The show’s title reinforces the work on display as it is Hebrew for “The world to come.” The candlelit altar-like works will be complimented by live music.

Enter/Exit, Swarm Gallery
560 Second Street
http://www.happenstand.com/sanfrancisco/events/522-enter-exit
Reception: Friday, Feb. 20, 2009, 6 p.m. to 8 p.m.
I have known and been familiar with the grittily fantasmic work of Jake Watling since meeting him at much missed Oakland space, Boontling Gallery, a few years ago. In the time between then and now, his oeuvre has developed even further, expanding from giant raccoons dining upon human flesh and working class parades led by an ice cream truck to works that become-at once-more acute and wildly obtuse critiques of the clumsy intersection of religion, culture and class.
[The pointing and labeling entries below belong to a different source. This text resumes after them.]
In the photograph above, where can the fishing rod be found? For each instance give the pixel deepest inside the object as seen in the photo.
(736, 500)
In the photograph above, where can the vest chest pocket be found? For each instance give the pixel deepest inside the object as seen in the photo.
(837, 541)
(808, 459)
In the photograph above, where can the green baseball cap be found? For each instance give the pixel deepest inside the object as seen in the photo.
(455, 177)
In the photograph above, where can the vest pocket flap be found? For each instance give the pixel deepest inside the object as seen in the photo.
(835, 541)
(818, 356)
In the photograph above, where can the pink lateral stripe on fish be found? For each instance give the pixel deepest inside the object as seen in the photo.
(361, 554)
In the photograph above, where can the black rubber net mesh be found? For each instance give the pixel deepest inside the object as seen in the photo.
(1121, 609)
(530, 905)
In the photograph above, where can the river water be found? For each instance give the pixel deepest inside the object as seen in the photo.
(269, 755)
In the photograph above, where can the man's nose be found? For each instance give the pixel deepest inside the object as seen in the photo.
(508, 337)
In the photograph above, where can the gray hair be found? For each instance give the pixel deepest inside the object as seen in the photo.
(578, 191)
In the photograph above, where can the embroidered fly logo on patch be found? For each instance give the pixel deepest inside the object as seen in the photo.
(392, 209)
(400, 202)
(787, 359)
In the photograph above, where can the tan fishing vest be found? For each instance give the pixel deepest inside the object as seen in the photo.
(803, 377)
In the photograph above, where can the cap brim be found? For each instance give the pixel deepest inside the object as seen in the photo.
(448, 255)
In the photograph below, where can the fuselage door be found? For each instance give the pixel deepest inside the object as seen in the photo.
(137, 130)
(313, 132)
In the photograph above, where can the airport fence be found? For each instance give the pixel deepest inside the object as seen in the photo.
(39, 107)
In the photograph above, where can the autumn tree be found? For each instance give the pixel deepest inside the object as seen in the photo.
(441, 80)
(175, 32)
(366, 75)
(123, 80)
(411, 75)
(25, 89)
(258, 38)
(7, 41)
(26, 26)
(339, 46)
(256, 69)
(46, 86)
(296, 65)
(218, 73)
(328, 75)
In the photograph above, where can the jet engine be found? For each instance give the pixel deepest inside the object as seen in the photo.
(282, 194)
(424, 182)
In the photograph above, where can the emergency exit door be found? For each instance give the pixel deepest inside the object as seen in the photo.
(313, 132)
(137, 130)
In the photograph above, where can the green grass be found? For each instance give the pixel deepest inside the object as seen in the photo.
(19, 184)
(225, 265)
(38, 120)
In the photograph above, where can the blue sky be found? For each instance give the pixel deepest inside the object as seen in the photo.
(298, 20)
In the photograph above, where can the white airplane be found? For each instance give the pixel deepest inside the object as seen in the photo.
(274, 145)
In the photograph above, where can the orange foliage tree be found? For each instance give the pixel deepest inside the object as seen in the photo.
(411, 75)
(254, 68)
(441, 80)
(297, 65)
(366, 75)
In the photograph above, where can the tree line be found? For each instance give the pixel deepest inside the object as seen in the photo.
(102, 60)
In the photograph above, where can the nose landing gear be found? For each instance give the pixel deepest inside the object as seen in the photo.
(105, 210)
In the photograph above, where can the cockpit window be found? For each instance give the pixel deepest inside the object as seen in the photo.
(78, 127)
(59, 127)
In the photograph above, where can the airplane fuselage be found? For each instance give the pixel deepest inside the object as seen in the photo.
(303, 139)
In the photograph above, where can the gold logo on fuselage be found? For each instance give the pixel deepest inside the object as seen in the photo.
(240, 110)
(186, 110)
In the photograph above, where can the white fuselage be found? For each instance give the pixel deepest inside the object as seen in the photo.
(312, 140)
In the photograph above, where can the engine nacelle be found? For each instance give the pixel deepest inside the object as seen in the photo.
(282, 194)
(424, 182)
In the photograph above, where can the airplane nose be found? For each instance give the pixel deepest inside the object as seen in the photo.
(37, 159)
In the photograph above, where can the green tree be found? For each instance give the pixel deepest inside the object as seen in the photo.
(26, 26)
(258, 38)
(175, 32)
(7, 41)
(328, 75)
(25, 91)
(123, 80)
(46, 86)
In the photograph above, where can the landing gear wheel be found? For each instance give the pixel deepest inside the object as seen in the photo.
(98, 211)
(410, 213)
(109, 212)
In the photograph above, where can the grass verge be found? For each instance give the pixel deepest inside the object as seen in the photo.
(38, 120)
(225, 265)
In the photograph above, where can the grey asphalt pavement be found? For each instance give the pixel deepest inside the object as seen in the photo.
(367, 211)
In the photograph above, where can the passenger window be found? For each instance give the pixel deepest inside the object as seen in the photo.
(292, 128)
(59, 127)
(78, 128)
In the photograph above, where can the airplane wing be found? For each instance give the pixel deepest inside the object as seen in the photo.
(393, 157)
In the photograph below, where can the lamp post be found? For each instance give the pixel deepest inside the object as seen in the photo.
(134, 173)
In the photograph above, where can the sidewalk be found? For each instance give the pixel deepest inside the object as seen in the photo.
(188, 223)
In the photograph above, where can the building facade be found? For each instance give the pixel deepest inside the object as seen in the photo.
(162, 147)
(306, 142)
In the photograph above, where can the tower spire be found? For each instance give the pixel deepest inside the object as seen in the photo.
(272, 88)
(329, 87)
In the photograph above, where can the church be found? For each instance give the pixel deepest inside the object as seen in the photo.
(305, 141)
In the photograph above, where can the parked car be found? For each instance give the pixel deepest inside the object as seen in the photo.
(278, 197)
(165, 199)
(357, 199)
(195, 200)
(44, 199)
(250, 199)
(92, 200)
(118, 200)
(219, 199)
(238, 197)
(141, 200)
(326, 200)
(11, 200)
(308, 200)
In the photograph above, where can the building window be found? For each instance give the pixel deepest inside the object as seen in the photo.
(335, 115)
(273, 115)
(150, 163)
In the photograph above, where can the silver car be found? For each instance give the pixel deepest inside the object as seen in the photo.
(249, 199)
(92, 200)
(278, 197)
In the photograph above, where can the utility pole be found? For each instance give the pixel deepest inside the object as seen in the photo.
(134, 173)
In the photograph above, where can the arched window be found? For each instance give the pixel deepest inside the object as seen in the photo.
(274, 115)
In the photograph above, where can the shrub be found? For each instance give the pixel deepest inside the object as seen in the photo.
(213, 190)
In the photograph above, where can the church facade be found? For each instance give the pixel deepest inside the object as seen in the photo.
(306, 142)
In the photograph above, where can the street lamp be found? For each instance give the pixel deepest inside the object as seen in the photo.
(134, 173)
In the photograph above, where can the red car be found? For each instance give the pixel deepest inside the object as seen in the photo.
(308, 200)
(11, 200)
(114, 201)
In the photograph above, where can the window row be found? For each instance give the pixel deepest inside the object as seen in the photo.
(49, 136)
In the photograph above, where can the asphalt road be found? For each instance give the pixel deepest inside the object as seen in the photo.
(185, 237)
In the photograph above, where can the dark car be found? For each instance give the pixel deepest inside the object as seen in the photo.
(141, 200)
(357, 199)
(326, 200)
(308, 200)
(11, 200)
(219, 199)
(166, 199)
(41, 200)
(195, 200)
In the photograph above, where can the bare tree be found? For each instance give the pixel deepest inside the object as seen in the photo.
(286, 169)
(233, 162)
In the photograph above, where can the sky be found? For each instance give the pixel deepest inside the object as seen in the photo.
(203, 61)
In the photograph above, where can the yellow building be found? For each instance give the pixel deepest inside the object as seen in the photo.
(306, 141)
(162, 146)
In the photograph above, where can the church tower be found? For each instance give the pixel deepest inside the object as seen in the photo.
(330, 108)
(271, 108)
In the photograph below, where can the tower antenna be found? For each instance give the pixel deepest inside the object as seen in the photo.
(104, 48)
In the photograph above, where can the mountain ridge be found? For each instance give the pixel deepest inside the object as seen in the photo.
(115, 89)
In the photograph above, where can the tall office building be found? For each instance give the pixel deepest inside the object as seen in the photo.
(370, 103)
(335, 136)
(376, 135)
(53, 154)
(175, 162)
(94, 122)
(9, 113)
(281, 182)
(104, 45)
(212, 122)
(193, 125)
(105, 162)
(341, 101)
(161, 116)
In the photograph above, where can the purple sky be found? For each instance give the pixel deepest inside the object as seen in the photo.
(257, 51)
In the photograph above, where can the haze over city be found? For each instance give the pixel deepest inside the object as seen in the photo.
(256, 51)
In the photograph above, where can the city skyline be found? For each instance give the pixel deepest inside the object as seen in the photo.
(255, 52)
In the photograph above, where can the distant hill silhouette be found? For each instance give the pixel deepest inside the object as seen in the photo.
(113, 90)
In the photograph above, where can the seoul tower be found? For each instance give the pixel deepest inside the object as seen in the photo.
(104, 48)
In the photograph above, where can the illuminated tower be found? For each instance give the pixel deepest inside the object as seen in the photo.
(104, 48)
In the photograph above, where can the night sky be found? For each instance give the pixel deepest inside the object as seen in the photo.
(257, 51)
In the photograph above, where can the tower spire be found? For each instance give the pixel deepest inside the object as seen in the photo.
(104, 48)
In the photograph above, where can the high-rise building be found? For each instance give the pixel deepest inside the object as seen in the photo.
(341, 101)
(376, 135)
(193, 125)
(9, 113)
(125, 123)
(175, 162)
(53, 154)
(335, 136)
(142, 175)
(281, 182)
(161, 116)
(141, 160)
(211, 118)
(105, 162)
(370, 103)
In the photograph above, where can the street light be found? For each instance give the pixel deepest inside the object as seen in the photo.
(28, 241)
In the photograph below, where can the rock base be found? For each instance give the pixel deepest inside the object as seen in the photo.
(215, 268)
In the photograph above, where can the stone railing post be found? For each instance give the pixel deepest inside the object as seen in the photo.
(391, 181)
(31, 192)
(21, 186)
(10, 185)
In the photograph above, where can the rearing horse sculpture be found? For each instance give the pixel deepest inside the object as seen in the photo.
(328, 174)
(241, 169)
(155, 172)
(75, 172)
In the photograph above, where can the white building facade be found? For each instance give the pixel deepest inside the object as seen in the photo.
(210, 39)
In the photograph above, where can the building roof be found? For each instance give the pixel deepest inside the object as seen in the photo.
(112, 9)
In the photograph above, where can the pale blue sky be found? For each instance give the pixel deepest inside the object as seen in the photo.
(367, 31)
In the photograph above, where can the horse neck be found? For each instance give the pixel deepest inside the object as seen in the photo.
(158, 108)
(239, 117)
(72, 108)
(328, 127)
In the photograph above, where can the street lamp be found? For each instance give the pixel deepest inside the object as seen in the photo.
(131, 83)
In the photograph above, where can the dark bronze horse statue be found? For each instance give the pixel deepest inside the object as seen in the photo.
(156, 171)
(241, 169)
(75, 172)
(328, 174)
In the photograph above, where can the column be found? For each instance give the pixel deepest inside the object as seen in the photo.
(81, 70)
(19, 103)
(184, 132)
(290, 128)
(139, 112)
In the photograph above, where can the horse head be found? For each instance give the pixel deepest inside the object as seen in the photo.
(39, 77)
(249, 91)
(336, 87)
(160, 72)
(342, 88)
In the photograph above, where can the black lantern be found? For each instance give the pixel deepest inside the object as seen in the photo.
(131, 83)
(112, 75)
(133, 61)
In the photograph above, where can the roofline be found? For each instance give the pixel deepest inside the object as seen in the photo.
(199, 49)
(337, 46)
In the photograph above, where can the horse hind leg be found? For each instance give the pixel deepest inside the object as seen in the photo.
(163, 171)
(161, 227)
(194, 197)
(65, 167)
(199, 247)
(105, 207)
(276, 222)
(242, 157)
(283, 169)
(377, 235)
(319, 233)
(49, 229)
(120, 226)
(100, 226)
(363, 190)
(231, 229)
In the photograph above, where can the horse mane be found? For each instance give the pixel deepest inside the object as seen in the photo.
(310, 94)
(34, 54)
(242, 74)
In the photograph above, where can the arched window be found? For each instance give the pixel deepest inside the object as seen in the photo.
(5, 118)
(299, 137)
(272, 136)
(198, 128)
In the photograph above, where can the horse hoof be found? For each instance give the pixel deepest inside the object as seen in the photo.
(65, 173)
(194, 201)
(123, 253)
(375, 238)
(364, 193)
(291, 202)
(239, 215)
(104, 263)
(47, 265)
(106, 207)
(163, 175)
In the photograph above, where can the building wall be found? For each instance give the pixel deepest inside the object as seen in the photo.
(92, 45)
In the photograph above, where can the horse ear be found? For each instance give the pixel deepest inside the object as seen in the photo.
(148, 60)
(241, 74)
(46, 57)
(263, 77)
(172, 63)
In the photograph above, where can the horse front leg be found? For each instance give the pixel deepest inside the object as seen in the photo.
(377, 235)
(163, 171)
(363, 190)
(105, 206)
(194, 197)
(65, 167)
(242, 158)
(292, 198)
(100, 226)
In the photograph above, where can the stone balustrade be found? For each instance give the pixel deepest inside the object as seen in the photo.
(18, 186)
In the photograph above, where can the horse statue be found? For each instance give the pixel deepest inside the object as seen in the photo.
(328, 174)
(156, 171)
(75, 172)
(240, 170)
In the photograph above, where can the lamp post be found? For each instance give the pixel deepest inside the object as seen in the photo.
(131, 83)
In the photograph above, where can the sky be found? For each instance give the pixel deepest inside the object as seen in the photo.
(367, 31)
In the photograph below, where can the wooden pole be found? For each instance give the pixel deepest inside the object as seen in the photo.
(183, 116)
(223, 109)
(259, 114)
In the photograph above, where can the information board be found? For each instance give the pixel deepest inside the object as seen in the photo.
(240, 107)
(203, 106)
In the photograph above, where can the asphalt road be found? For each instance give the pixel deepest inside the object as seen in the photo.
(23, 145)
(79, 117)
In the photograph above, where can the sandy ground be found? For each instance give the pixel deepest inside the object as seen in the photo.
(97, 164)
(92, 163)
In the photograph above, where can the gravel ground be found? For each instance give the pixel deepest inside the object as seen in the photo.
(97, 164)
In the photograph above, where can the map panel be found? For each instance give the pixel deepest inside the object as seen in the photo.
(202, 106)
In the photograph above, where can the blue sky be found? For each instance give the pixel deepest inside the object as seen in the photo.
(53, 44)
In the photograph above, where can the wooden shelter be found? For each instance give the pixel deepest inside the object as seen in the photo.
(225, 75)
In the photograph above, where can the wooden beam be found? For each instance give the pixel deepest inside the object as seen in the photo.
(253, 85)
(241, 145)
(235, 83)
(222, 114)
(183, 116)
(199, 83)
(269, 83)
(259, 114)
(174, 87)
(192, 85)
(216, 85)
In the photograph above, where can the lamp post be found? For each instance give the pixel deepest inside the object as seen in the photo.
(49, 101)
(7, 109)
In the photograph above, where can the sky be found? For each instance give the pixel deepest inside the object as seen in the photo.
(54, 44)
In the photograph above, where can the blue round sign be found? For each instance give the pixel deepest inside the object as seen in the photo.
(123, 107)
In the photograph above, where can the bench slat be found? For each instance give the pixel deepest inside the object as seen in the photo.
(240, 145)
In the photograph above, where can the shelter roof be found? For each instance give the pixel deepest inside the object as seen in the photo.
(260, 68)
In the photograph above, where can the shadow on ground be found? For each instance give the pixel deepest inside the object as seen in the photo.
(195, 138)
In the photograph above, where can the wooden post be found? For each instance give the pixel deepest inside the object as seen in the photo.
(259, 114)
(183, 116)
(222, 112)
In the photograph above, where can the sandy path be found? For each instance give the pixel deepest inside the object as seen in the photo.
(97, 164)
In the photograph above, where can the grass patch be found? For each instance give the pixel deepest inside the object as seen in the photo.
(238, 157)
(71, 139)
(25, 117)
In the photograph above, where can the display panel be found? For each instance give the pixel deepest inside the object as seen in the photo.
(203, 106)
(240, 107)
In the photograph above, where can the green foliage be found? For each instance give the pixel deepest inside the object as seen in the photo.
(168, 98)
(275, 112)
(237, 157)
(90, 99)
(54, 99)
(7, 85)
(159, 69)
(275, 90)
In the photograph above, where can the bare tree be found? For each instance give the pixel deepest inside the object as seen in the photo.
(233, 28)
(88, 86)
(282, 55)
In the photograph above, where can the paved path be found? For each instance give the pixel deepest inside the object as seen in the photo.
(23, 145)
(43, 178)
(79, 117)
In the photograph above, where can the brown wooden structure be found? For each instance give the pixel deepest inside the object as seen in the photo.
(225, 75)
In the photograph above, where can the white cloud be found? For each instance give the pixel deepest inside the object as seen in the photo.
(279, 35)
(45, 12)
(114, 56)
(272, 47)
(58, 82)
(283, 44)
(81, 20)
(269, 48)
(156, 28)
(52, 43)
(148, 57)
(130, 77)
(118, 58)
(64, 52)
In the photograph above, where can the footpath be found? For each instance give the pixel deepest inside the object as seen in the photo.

Swarm Gallery director Svea Lin Vezzone says that, “[Jake Watling’s]…work brings out the polarization we see in our society."
Joe Penrod’s tape-based shadow installations and Jared Clark’s “interventionist” art of the ready made installation fill the rest of Swarm’s three gallery rooms. When I ask Ms. Vezzone about the show’s title, which Watling came up with, she elaborates, “It is mostly talking about shifting paradigms…and sort of choices we make – extremes – Jake’s work most directly addresses that theme…though all of the artists fit.”